We consider the history of ATM implied volatility for BTC from 30 Apr 2022 to 30 Apr 2023 (data come from Deribit exchange) on 1d/7d/30d constant maturity for which we have interpolated among different tenors. We then look at subsequent realized volatility against these implied volatility and we call the difference: realized VRP. We illustrate below the evolution of this metric:

Chart 2. Realized VRP for 1d/7d/30d constant maturity vol selling

Realized VRP is positive on average around 5 vol points cross tenors. Median is much higher as mean is dampened by extremal negative points on crash like Luna in May22 and FTX event in Nov22 as we can see in the statistics summary below:

Table 5. Stats of Realized VRP

This indicates that vol selling remains quite profitable over this period of time even if shocks (on the downside but also on the upside) are frequents and can erase rapidly most of accumulated VRP.

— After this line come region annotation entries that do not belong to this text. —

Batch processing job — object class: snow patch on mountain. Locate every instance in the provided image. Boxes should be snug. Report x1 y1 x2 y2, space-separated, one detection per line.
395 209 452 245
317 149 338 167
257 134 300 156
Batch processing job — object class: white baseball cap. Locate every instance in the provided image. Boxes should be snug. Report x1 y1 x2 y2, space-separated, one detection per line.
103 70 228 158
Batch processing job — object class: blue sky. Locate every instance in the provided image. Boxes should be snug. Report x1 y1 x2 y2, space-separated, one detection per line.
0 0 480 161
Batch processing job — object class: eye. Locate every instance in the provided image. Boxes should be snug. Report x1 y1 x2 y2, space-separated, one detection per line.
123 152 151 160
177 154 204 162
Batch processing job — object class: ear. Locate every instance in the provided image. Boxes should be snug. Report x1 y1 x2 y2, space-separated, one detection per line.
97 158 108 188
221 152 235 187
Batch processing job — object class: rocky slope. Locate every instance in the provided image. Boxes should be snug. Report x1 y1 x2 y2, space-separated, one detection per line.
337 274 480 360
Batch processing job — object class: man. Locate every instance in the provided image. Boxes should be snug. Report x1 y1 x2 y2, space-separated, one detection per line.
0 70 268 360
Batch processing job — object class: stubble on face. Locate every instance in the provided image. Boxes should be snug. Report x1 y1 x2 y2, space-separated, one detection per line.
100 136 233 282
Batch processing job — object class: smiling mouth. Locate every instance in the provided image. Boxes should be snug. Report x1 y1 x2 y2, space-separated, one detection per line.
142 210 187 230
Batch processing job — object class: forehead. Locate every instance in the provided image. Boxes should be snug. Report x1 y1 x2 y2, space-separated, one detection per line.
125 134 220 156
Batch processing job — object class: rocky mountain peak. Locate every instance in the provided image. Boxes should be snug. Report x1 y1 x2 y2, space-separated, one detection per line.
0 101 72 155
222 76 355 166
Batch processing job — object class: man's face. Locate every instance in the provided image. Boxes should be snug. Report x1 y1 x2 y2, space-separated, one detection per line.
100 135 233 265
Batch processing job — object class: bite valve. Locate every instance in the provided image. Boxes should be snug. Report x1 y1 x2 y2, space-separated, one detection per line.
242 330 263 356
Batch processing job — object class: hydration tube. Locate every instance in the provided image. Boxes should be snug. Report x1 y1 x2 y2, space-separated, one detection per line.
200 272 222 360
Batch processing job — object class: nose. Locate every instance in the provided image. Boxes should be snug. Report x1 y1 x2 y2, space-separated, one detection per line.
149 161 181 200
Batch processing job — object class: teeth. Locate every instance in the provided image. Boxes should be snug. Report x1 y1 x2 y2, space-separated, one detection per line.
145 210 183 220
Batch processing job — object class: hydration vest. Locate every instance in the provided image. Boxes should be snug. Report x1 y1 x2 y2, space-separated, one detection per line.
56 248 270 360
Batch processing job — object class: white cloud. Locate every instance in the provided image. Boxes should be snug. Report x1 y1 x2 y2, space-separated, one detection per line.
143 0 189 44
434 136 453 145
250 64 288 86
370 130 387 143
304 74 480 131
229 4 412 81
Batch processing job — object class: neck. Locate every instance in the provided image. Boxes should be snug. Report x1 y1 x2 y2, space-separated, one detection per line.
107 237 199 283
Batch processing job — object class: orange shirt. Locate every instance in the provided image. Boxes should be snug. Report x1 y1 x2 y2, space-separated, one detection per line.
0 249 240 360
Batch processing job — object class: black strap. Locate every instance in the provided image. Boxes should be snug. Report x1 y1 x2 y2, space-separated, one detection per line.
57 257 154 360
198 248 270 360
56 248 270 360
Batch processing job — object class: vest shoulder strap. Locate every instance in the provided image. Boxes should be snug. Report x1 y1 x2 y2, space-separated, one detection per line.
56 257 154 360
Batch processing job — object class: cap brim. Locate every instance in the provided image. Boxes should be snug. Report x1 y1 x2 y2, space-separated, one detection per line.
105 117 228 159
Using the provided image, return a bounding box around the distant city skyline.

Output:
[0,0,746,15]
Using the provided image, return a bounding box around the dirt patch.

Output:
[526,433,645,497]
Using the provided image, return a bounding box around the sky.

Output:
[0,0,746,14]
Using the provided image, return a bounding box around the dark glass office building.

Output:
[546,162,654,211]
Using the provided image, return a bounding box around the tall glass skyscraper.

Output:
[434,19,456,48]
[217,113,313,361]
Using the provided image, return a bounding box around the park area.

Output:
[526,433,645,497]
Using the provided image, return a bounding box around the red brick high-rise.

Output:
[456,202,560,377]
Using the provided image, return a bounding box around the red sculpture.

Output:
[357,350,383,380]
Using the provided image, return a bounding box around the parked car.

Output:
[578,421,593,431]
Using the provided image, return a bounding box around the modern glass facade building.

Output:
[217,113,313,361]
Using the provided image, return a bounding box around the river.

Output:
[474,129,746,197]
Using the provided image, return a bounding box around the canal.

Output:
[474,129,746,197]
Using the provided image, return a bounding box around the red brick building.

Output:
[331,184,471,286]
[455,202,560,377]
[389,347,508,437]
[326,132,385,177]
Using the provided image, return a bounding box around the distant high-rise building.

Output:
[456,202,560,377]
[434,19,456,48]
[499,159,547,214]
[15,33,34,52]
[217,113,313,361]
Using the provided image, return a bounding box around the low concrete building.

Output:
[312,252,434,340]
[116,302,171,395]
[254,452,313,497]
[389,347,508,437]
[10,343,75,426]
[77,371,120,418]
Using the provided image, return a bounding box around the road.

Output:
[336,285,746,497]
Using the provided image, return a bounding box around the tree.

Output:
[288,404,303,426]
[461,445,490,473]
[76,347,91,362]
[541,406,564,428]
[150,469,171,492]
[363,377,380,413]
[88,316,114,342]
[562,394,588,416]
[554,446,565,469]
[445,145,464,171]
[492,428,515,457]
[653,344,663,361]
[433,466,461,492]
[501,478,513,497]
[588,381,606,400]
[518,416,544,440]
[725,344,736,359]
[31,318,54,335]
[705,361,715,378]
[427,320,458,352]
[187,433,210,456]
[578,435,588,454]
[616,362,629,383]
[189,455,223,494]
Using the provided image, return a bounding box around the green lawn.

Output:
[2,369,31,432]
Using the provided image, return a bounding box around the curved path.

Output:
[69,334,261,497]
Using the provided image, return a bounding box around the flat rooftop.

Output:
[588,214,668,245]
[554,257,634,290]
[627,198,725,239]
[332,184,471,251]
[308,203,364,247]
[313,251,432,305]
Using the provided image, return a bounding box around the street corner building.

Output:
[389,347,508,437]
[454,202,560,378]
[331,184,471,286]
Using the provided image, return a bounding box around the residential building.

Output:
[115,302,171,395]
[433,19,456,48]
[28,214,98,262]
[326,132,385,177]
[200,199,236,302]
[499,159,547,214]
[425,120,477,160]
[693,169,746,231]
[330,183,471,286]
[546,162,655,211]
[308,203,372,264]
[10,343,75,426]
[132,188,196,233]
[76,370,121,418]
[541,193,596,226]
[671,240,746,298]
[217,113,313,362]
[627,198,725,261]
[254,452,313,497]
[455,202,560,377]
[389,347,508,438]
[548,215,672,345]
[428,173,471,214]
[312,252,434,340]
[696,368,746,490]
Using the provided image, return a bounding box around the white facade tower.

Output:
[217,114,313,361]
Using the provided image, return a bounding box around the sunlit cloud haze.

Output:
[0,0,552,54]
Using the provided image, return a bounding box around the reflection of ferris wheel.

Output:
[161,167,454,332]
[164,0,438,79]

To test the interest of our models, we focus on 7d-RV, which is closer to real PnL than 1d vol selling strategy embedding a much higher strike risk. It will also constitute higher reactivity indicators compared to 30d-RV. We also noted earlier that LHAR is slightly better than HAR model. On this tenor we then form a first indicator where we subtract to the implied variance our estimator of LHAR on RV called “RV LHAR Filter” and a second indicator where we make the difference between log(implied variance) and our estimator LHAR on log-RV and we call it “log-RV LHAR Filter”. Finally, we will filter our 7d systematic vol selling when indicatorsare greater than 1 standard deviation. We manage to increase average PnL and reduce extremal negative loses, validating the opportunity to use such predictive HAR models to harvest BTC volatility risk premium:

Table 6. LHAR estimator to filter systematic 7d volatility selling

Final Thoughts

In this new study, we have explored HAR models applied to BTC volatility, which exhibits the same patterns of clustering and leverage effect similar as what is observed on equity markets. It justifies this approach on RV or log-RV on different tenors where estimators seem to bring good quality forecasts. These predictions can eventually be useful to filer systematic volatility selling to time VRP harvesting between implied vol and subsequent realized, with encouraging results on the weekly tenor. This approach brings questions on term structure strategy that could be managed and improved using these estimators and that will be explored in further research.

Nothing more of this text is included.